Within the framework of the "BOW" project, which is funded by the EU and in which 13 universities and industrial partners are collaborating, attempts are now being made to use so-called "extracellular vesicles" as a camouflage coat.
Extracellular vesicles are the body's own transport systems with a diameter of only about 100 nanometers, or millionths of a millimeter. They are exchanged between organs and can be seen as a kind of "information transmitter" so that organs can communicate with each other. Their envelope is made of lipids - fats - that shield the inside from the body - so the body ignores these vesicles and the immune system is not activated.
The researchers of the BOW project now want to change the purpose of these vesicles and first fill them with magnetic nanoparticles. These particles have the advantage that they can be imaged by imaging techniques such as magnetic resonance imaging, making it easy to check how the particles have spread in the body.
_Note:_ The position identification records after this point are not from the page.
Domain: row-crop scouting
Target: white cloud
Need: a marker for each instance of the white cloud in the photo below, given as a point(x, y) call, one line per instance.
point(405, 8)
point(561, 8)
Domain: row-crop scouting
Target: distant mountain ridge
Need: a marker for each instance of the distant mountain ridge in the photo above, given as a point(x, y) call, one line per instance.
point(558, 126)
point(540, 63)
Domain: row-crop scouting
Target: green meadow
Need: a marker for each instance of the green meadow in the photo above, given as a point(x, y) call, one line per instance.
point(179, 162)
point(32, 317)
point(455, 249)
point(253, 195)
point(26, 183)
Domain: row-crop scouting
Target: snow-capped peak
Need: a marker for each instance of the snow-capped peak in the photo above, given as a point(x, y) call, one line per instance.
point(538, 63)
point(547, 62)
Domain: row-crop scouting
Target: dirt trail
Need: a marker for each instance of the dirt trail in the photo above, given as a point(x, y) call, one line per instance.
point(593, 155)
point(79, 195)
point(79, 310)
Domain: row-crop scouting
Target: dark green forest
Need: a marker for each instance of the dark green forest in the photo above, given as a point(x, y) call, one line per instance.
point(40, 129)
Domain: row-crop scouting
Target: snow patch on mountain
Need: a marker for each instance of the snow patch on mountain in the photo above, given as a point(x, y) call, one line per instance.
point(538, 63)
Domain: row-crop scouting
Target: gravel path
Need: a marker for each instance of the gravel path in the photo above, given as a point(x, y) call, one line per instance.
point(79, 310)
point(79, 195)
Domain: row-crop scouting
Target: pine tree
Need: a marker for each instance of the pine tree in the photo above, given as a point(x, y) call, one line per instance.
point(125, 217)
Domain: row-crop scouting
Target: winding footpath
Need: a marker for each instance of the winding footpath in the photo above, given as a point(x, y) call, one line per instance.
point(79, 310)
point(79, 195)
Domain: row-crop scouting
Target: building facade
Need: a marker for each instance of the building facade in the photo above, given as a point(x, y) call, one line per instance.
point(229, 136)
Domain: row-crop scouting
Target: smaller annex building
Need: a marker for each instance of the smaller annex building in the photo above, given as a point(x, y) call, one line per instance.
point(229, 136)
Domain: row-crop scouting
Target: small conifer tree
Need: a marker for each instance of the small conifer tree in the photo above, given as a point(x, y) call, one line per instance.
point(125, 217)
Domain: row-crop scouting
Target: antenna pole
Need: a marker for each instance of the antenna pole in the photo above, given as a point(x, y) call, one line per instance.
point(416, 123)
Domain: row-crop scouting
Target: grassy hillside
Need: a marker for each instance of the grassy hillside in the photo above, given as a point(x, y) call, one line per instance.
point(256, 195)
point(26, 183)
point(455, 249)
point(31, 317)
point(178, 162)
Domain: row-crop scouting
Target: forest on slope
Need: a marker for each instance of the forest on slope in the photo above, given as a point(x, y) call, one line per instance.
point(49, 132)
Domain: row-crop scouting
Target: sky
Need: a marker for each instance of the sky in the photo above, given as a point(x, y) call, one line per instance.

The challenge here is to open the microscopic vesicles, fill them with the nanoparticles and close them again.
The task of the Mainz researchers in the project will be to modify the surface of the vesicles - i.e. the camouflaged transport containers - so that they can specifically dock at certain organs. "Of particular interest to us are, for example, the brain or the lungs," says Svenja Morsbach, group leader in Katharina Landfester's department at the Max Planck Institute for Polymer Research. "The brain in particular is difficult to reach today: The blood-brain barrier naturally prevents substances unknown to the body from passing through - hopefully we can partially circumvent this with the help of cloaking technology."
With a fully developed camouflage coat that can dock specifically to organs, both diagnostic and therapeutic measures are conceivable - depending on the content chosen: Contrast agents can be transported, which then become visible in imaging procedures, or drugs, which are then delivered to the corresponding organs.
The project is funded by the European Union within the framework of FET Proactive and runs for a total of 4 years with a total funding of over 4 million euros.